Odd or amusing ways to say "I find him/her attractive"

My favorite, courtesy of Robert Palmer:

Richard Pryor: “The bitch was so fine, I wanted to suck her daddy’s dick!”

I’d like to leave her with that fresh-fucked look.
I’d hit that so hard her kids would be born dizzy.

My personal favorite that all my friends have heard a million times…

…kick her out of bed for eating crackers? Hell I Would BRING HER crackers.

For the geometry fans…

I would love to be her perpendicular bisector.

“Man, she sure puts a swing in that thing”

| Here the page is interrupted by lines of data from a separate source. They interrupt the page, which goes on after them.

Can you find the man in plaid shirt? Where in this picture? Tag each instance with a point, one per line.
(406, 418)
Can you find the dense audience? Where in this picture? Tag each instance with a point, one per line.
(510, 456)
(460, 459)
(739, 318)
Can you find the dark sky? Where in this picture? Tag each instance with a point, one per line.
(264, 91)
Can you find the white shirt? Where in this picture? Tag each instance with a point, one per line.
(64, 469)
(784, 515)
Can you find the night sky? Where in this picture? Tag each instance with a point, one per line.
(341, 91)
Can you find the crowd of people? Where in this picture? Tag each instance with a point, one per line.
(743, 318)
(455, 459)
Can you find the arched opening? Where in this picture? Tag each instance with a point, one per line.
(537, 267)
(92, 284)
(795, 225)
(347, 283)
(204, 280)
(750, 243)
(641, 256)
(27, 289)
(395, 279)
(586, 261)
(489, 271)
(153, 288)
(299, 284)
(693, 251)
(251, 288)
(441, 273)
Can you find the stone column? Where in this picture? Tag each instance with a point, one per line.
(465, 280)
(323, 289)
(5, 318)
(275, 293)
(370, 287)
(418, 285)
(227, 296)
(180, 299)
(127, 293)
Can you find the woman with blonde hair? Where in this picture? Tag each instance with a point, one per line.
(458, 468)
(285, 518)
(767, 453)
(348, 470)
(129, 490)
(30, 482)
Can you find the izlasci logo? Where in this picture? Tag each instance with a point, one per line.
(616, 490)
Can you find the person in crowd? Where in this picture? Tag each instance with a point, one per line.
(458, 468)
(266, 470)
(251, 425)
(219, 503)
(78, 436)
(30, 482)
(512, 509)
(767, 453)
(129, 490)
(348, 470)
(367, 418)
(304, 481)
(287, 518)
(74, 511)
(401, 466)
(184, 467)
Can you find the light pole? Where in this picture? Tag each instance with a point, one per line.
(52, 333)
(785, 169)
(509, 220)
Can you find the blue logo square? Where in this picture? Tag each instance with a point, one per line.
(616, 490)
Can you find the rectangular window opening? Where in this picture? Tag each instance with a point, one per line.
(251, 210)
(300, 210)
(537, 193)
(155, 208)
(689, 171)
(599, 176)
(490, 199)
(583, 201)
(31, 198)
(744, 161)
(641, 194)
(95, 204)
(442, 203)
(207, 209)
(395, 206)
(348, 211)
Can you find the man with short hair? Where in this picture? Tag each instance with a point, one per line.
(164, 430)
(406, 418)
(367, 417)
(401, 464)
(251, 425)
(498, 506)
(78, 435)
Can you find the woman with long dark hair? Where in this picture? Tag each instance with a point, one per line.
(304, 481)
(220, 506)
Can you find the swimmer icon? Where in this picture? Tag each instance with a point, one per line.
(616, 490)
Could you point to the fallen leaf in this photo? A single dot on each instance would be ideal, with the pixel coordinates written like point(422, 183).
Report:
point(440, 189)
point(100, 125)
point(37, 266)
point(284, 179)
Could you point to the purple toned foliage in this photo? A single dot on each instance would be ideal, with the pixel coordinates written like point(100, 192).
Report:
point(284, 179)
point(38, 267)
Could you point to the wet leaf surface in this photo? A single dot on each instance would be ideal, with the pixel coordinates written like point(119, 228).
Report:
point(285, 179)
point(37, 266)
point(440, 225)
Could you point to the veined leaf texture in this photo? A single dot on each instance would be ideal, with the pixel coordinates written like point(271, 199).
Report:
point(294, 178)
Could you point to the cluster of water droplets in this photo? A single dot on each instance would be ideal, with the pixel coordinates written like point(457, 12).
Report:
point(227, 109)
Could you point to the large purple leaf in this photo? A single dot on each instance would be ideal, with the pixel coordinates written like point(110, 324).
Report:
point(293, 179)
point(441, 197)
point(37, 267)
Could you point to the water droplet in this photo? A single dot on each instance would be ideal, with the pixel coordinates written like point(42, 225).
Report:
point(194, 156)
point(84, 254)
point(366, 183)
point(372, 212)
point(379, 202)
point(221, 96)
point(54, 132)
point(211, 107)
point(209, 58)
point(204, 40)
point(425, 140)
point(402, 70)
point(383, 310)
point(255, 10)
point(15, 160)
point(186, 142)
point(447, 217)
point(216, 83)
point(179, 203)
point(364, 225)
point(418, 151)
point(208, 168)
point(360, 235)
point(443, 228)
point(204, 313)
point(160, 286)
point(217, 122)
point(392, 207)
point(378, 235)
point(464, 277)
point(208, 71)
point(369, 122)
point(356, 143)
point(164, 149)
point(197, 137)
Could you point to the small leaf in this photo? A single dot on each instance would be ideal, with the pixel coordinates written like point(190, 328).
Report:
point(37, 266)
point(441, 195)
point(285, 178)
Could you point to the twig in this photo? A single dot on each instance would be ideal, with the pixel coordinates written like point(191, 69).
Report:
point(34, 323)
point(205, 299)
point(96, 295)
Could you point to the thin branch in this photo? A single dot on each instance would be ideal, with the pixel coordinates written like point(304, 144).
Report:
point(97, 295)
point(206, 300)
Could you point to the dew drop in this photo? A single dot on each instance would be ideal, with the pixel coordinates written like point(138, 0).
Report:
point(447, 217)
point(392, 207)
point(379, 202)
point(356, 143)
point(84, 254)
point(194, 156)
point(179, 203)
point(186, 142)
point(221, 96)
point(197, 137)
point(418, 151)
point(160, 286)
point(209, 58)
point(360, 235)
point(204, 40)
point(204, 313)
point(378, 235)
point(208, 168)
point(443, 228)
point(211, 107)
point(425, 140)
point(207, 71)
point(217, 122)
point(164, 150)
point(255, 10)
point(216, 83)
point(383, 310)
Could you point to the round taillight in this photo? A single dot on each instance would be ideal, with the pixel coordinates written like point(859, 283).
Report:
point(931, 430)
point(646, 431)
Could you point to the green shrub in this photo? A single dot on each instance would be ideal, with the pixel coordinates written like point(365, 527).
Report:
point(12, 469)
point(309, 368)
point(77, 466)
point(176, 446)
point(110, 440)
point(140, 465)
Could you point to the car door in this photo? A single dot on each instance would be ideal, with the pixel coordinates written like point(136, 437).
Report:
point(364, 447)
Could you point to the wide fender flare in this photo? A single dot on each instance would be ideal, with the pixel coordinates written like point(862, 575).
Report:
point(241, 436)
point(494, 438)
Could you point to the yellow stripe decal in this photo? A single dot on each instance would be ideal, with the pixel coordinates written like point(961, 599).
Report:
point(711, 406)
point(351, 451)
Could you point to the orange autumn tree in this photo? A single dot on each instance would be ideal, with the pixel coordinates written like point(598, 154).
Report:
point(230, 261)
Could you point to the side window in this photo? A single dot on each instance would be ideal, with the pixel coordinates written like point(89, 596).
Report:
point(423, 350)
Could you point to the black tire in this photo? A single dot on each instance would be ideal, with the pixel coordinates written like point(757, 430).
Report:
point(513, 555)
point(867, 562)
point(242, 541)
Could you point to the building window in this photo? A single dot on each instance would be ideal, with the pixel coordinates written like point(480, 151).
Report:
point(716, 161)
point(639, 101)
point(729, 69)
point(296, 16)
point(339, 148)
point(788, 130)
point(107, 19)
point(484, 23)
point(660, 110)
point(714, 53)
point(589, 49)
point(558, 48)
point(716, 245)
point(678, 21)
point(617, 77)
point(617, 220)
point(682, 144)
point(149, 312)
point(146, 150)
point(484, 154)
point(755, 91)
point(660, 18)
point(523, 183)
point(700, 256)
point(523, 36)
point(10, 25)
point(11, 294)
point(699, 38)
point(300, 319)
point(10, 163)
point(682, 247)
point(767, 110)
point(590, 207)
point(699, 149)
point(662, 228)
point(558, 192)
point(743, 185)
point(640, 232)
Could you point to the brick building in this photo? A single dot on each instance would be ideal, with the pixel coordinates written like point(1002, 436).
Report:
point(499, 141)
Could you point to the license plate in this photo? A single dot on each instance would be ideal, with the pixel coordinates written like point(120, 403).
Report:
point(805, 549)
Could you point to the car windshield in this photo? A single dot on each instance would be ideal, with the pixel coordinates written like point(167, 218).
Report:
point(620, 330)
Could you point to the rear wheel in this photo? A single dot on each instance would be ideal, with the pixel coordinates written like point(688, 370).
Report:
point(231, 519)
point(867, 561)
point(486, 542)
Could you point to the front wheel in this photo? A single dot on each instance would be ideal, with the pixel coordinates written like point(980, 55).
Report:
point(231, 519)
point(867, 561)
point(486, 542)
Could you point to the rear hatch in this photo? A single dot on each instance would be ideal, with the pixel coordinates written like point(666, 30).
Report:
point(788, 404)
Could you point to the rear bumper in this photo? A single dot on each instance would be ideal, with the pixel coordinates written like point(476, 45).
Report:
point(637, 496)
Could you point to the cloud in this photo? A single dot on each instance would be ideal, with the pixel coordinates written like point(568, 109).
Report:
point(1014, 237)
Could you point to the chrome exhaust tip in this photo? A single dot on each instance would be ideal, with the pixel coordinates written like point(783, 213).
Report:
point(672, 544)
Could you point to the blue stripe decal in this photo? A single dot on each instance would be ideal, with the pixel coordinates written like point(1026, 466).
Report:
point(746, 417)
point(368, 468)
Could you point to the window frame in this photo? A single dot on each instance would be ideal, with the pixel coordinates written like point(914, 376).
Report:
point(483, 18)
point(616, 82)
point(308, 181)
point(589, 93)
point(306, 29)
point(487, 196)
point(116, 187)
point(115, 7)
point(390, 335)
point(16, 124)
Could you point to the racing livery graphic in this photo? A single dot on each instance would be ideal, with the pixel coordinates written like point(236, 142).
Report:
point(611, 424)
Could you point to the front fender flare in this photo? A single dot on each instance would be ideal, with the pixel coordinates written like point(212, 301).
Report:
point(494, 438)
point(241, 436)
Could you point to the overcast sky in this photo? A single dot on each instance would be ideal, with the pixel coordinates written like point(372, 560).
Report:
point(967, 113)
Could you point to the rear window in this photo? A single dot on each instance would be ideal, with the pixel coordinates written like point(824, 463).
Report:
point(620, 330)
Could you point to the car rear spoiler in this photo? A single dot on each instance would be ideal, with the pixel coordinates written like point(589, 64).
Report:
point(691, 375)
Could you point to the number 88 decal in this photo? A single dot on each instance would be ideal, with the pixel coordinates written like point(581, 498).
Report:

“I wanna fuck you 'til your pupils turn white.”

I wrote that in an acquaintance’s yearbook in high school.

Lemme git up in them guts.

-Jason Mewes

A friend who lusted after a gal even more so when she turned him down:
“She had me at hell no”

I’d bite his lip and hang on till they had to pull me off.

I’d collect his sweat and sell it back to him…at a bargain price.

Jack Nickolson as The Joker:

“She puts steam in a man’s stride.”

From ‘A Fan’s Notes’ by Frederick Exely (an excellent book)
She had a body like a swift, unexpected blow to the stomach.

“Schwing!”

“She makes me feel kinda funny, like when we used to climb the rope in gym class.”

“If she were a president, she’d be Baberaham Lincoln.”
All from Wayne’s World of course.

Oh - and one from Bloom County:

“I’d have to be dug out of her”

“I wouldn’t kick her out of bed for eating Mu Shu Pork”

Stolen from Sports Illustrated, of all places:

She’d make a dead man sit up and straighten his tie.

“I could see her forehead on my stomach.”
Had a cabbie in Columbia SC say that a few weeks ago.

A co-worker used to say “I’d suck a fart out of her ass.”

I’d want to be her differential.

i.e., tangent to all her curves.

Maqybe from a different era, but a classic none the less:

Built like a brick shithouse

She’s a No Beerer, from the scale of zero beers to three six-packs.

Or in the related scale I made up, she’s a 9:00’er.